The F-104 represented a huge leap forward for all those countries that passed from old subsonic and “forgiving” jets to a multirole bisonic aircraft which called for a much greater concentration on the part of pilots who were often faced with split second decisions.
The transition from the previous generation of aircraft to the high performances of the F-104 was often far from painless. One of the main users of this aircraft, the Luftwaffe, that owned 916 F104Gs, was beset by numerous tragic accidents.
Even if these were to be blamed on human factor and on poor weather conditions that the German pilots had to deal with, rather than on the aircraft itself, the Starfighter was nonetheless undeservedly dubbed the “widow maker”.
An epithet that was firmly rejected by the Italian pilots who have been involved with the F-104 for over forty years and who can only but attest their genuine love for this fighter, appreciate its great power and reliability and who prefer to call it with the nicknames “Spillone” and “Chiodo” (“Nail”).
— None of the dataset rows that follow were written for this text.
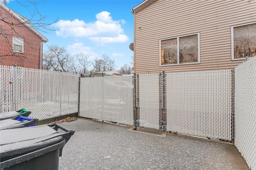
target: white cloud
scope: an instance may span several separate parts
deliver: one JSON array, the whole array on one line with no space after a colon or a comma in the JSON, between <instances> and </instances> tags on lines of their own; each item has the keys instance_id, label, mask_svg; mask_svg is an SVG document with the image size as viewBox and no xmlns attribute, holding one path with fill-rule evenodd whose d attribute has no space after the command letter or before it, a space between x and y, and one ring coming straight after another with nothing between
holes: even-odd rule
<instances>
[{"instance_id":1,"label":"white cloud","mask_svg":"<svg viewBox=\"0 0 256 170\"><path fill-rule=\"evenodd\" d=\"M98 43L123 43L129 40L121 24L125 21L114 21L110 13L102 11L96 14L96 21L86 23L76 19L73 21L61 20L54 24L59 28L57 35L64 37L86 37Z\"/></svg>"},{"instance_id":2,"label":"white cloud","mask_svg":"<svg viewBox=\"0 0 256 170\"><path fill-rule=\"evenodd\" d=\"M6 4L8 4L8 3L10 3L10 1L13 1L14 0L6 0ZM3 2L4 4L5 4L5 2L4 1L4 0L0 0L1 2Z\"/></svg>"},{"instance_id":3,"label":"white cloud","mask_svg":"<svg viewBox=\"0 0 256 170\"><path fill-rule=\"evenodd\" d=\"M113 57L121 57L121 56L124 56L124 54L122 53L112 53L112 56Z\"/></svg>"},{"instance_id":4,"label":"white cloud","mask_svg":"<svg viewBox=\"0 0 256 170\"><path fill-rule=\"evenodd\" d=\"M118 37L94 37L89 39L96 42L101 43L124 43L129 40L129 37L124 34L119 34Z\"/></svg>"},{"instance_id":5,"label":"white cloud","mask_svg":"<svg viewBox=\"0 0 256 170\"><path fill-rule=\"evenodd\" d=\"M85 54L90 54L91 56L89 57L89 59L91 61L98 57L98 55L94 51L93 49L90 47L84 46L82 43L76 43L72 45L68 45L67 49L72 55L80 53Z\"/></svg>"}]
</instances>

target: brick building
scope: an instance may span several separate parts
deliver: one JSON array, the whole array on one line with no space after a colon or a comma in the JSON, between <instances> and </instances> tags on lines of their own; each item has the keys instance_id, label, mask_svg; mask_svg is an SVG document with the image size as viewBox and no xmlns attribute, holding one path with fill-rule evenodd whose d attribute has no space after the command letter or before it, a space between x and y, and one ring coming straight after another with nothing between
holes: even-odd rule
<instances>
[{"instance_id":1,"label":"brick building","mask_svg":"<svg viewBox=\"0 0 256 170\"><path fill-rule=\"evenodd\" d=\"M0 65L42 69L43 43L47 39L0 1Z\"/></svg>"}]
</instances>

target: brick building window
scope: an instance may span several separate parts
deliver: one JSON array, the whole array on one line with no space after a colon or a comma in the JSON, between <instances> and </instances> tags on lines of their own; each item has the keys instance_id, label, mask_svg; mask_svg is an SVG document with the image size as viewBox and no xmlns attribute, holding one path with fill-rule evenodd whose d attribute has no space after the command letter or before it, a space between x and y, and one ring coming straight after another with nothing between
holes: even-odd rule
<instances>
[{"instance_id":1,"label":"brick building window","mask_svg":"<svg viewBox=\"0 0 256 170\"><path fill-rule=\"evenodd\" d=\"M12 37L12 49L14 51L23 53L23 39L20 37Z\"/></svg>"},{"instance_id":2,"label":"brick building window","mask_svg":"<svg viewBox=\"0 0 256 170\"><path fill-rule=\"evenodd\" d=\"M200 63L199 33L159 41L160 66Z\"/></svg>"},{"instance_id":3,"label":"brick building window","mask_svg":"<svg viewBox=\"0 0 256 170\"><path fill-rule=\"evenodd\" d=\"M231 27L232 60L256 56L256 22Z\"/></svg>"}]
</instances>

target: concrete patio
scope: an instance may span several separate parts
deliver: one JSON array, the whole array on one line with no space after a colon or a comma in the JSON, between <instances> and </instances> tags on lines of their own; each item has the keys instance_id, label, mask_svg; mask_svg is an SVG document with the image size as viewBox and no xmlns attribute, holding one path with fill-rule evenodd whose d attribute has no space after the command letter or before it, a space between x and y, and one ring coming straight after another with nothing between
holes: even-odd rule
<instances>
[{"instance_id":1,"label":"concrete patio","mask_svg":"<svg viewBox=\"0 0 256 170\"><path fill-rule=\"evenodd\" d=\"M76 132L64 147L59 170L249 169L230 144L80 118L60 124Z\"/></svg>"}]
</instances>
Abroad the aircraft was most commonly known as “Zipper” or a “missile with a man in it”.
Overall, despite many years of service, the F-104 has proven to have an accident rate that is in line with comparable aircraft, and in some cases much lower.
One of the most fearful things of flying an F-104, was performing a quite “flat” approach at about 180 kts as the one shown in this picture.
Taken by Roberto Botteghi at Rimini airbase between the end of 1980s and the beginning of the 1990s, the photo depicts a Starfighter on short final buzzing people’s heads at very a high speed (for sure higher than that of a modern C-17 or Eurofighter Typhoon).
Unlike what happened to most past and modern planes, the pilot had to keep the throttle at about 80% RPM: with such small wings, the aircraft used a Boundary Layer Control system to blow engine air over the leading edge of the wing and generate enough lift to keep the aircraft flying on approach.